[Skiboot] [RFC][PATCH] hmi: clear xscom and unknown bits from HMER

Tue Jun 27 22:32:45 AEST 2017

On Tue, 2017-06-27 at 10:46 +0530, Mahesh Jagannath Salgaonkar wrote:
> On 06/23/2017 05:41 PM, Nicholas Piggin wrote:
> > It has been observed the xscom bit in HMER gets stuck (as-yet
> 
> We see that stuck because opal never clears it after scom read/write.
> The bit is cleared just before the next scom read/write. I am not sure
> what it was left uncleared until next scom read/write kicks in.

Because we don't care ? It should not be enabled in HMEER...
> 
> > unkonwn root cause -- HMEER should disable those exceptions).
> > This causes HMIs to be continually taken.
> > 
> > HMI: Received HMI interrupt: HMER = 0x0040000000000000
> > 
> > Add some attempt to handle this by clearing the HMER and HMEER.
> > 
> > Try to clear HMER for other unknown HMIs (alternative is to not
> > recover).
> 
> I think we should be just ok with clearing out and masking them again.

Right but we need to understand why we are taking the HMI in the first
place since it's not enabled in HMEER unless something's wrong there.
Is that reproduceable ?

> > 
> > There seems to be no point in continually taking an HMI that will
> > never be handled. By not handling it we already implicitly are
> > trying to "continue" without solving anything aren't we?
> 
> We do handle the ones that could cause harm to system functioning. Rest
> we mask it. Other than xscom related bits we also mask bit 6, 16 and 17
> which does not look harmful.
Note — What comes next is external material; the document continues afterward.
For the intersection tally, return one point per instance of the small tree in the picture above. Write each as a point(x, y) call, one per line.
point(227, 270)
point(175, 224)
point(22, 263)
I think we should just mask them again in
> HMEER if we get HMIs for the bits that we already masked.

Ben.

> > 
> > ---
> >  core/hmi.c          | 26 ++++++++++++++++++++++++++
> >  hw/xscom.c          |  5 +----
> >  include/processor.h |  7 +++++++
> >  3 files changed, 34 insertions(+), 4 deletions(-)
> > 
> > diff --git a/core/hmi.c b/core/hmi.c
> > index 84f2c2d6..7ab5810d 100644
> > --- a/core/hmi.c
> > +++ b/core/hmi.c
> > @@ -823,6 +823,32 @@ int handle_hmi_exception(uint64_t hmer, struct OpalHMIEvent *hmi_evt)
> >  		}
> >  	}
> > 
> > +	if (hmer & SPR_HMER_XSCOM_MASK) {
> > +		hmer &= ~SPR_HMER_XSCOM_MASK;
> > +		if (hmi_evt) {
> > +			hmi_evt->severity = OpalHMI_SEV_NO_ERROR;
> > +			hmi_evt->type = OpalHMI_ERROR_XSCOM_DONE;
> > +			queue_hmi_event(hmi_evt, recover);
> > +		}
> > +		sync();
> > +		mtspr(SPR_HMEER, mfspr(SPR_HMEER) & ~(SPR_HMER_XSCOM_FAIL |
> > +							SPR_HMER_XSCOM_DONE))
> > +		isync();
> > +
> > +		prlog(PR_DEBUG, "HMI: Unexpected XSCOM (clearing).\n");
> > +	}
> > +
> > +	if (hmer) {
> > +		hmer = 0;
> > +		if (hmi_evt) {
> > +			hmi_evt->severity = OpalHMI_SEV_WARNING;
> > +			hmi_evt->type = 0; /* Anything sane we can put here? */
> > +			queue_hmi_event(hmi_evt, recover);
> > +		}
> 
> This one is also unexpected, should we clear and mask this as well ?
> Otherwise we would keep getting this HMI and warnings would flood host
> kernel.
> 
> Thanks,
> -Mahesh.